Myocardial bridging of the left anterior descending coronary artery in acute inferior wall myocardial infarction
Author(s) -
Yano Kohei,
Yoshino Hideaki,
Taniuchi Masato,
Kachi Eisei,
Shimizu Hisashi,
Watanuki Atsushi,
Ishikawa Kyozo
Publication year - 2001
Publication title -
clinical cardiology
Language(s) - English
Resource type - Journals
SCImago Journal Rank - 1.263
H-Index - 72
eISSN - 1932-8737
pISSN - 0160-9289
DOI - 10.1002/clc.4960240306
Subject(s) - medicine , cardiology , myocardial infarction , myocardial bridging , pulmonary wedge pressure , artery , pulmonary artery , coronary artery disease , shock (circulatory) , coronary angiography
Background : We observed marked myocardial bridging of the left anterior descending coronary artery (LAD) in the acute stages of inferior wall myocardial infarction (MI) in a group of patients who developed shock despite successful reperfusion of the infarct‐related lesion (IRL).

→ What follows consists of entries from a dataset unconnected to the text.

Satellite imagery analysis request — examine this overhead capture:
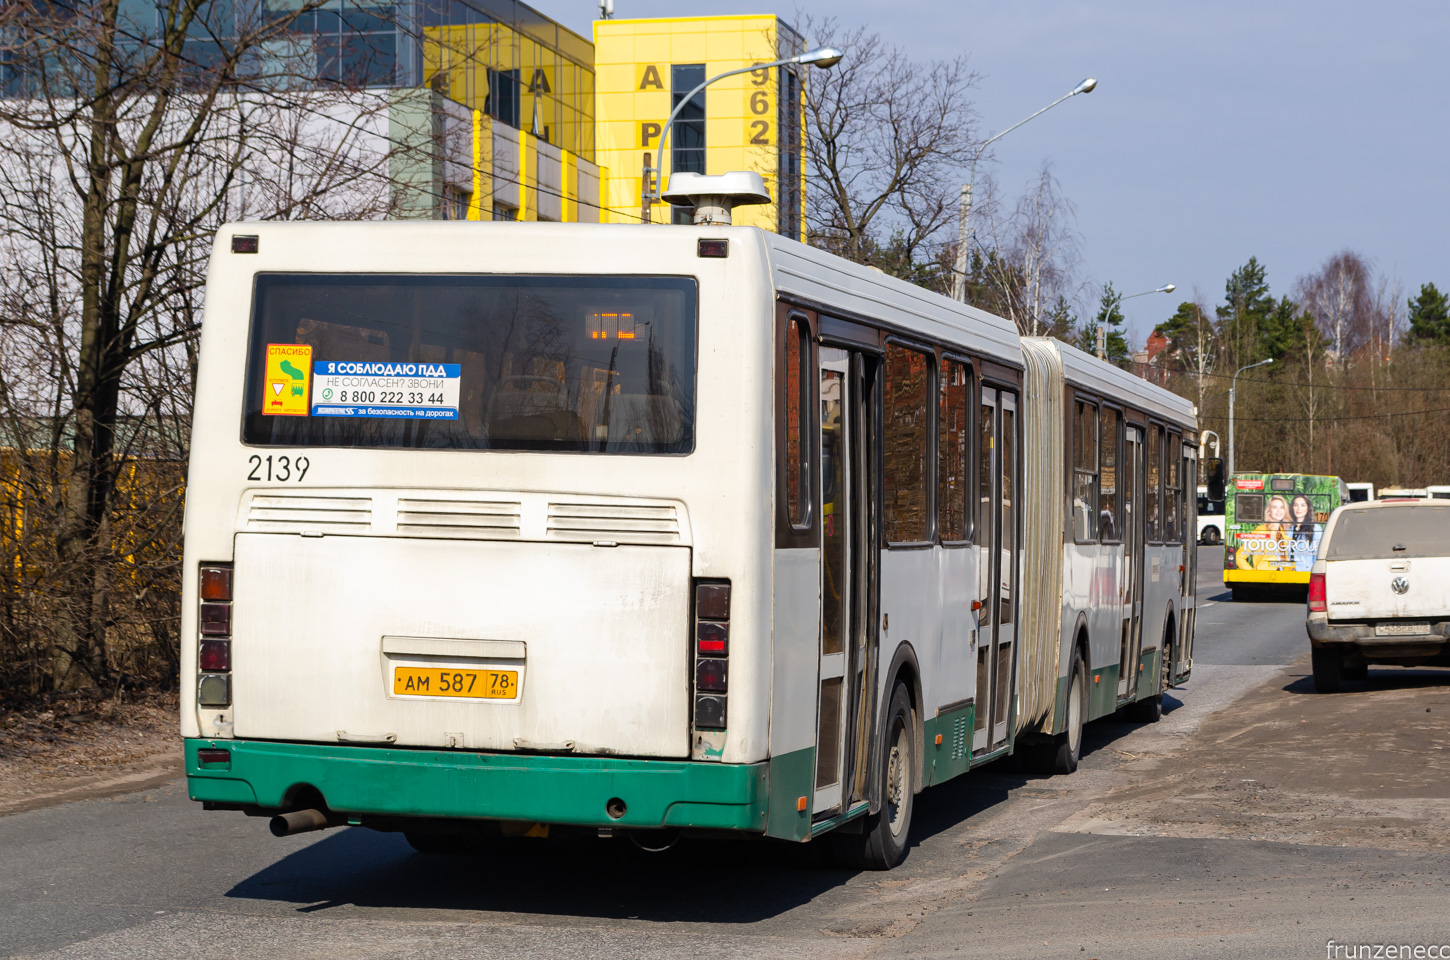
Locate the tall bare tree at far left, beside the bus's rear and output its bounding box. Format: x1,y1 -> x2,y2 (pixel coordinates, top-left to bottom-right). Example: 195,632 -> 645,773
0,0 -> 389,687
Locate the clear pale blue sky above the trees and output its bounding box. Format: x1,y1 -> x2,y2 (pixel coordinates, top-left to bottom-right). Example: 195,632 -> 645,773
553,0 -> 1450,345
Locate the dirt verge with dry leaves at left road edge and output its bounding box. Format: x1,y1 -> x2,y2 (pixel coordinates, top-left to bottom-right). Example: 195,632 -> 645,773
0,693 -> 181,816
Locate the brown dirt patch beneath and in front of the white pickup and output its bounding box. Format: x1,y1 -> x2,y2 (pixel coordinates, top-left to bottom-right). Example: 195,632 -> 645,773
1059,658 -> 1450,851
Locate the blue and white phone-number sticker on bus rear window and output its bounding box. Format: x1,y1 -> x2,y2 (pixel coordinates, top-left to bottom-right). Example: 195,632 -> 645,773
312,360 -> 463,421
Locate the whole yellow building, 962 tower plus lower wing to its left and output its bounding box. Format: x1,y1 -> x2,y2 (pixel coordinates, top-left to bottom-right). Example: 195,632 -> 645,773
378,0 -> 805,239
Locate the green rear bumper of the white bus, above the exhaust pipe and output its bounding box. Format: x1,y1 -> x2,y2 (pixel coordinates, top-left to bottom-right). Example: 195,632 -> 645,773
186,740 -> 769,832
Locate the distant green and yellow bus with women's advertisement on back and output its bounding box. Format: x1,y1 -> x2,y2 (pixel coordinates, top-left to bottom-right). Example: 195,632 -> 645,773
1224,473 -> 1350,600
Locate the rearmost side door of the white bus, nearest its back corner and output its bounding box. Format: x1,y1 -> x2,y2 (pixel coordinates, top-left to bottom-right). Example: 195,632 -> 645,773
811,347 -> 874,814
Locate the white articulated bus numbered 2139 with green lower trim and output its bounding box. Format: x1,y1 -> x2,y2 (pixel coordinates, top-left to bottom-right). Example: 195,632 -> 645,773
181,217 -> 1196,867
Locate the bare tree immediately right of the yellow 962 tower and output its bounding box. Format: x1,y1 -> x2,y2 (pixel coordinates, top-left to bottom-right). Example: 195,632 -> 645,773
800,17 -> 977,274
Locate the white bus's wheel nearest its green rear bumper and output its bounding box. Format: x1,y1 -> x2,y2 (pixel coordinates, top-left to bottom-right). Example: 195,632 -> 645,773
831,683 -> 916,870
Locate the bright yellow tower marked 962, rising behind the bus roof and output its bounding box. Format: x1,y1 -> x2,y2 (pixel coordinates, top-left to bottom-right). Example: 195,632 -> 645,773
595,16 -> 805,239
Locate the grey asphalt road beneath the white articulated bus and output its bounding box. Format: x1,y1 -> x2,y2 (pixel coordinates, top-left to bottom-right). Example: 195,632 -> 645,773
0,548 -> 1450,959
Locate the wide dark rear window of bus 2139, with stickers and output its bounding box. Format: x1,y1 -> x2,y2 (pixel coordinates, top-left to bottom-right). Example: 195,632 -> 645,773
242,274 -> 697,454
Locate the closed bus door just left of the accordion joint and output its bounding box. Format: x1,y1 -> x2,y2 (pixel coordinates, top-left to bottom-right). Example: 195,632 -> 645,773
972,387 -> 1018,753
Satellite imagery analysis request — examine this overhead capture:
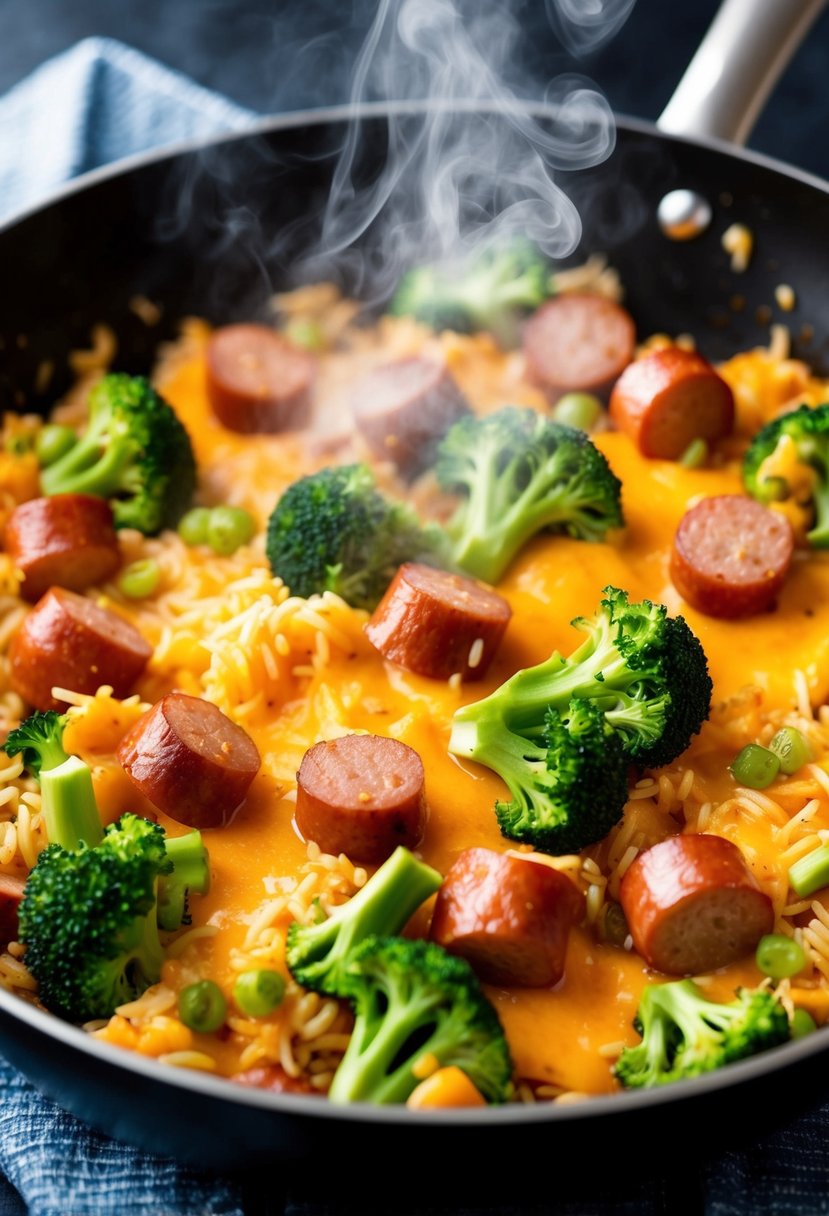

Hypothesis : The purpose of this study was to elucidate the clinical significance of myocardial bridging in patients with inferior wall MI and shock. Methods : The study group consisted of 53 patients with single‐vessel disease of the right coronary artery, who underwent coronary angiography for acute inferior wall MI. Clinical characteristics, coronary angiographic findings, and left ventricular function during the chronic phase were compared between the patients who developed shock (the shock group) and those who did not (the non‐shock group). In addition, a multiple logistic analysis was performed to identify independent predictors of shock in patients with acute inferior wall MI. Results : Reperfusion of the IRL was obtained in all 53 patients. The incidence of myocardial bridging of the LAD, the incidence of right ventricular MI, the peak creatine phospho‐kinase (CPK‐MB), the pulmonary capillary wedge pressure, and the prevalence of pulmonary congestion seen on chest roentgenogram were significantly higher in the shock group than in the non‐shock group. Myocardial bridging (p = 0.0018), right ventricular MI (p = 0.0374), and peak CPK‐MB (p = 0.0189) were identified as independent predictors of shock in acute inferior wall MI. Conclusion : This study suggests that myocardial bridging plays a role in left ventricular function in the acute stage of inferior wall MI.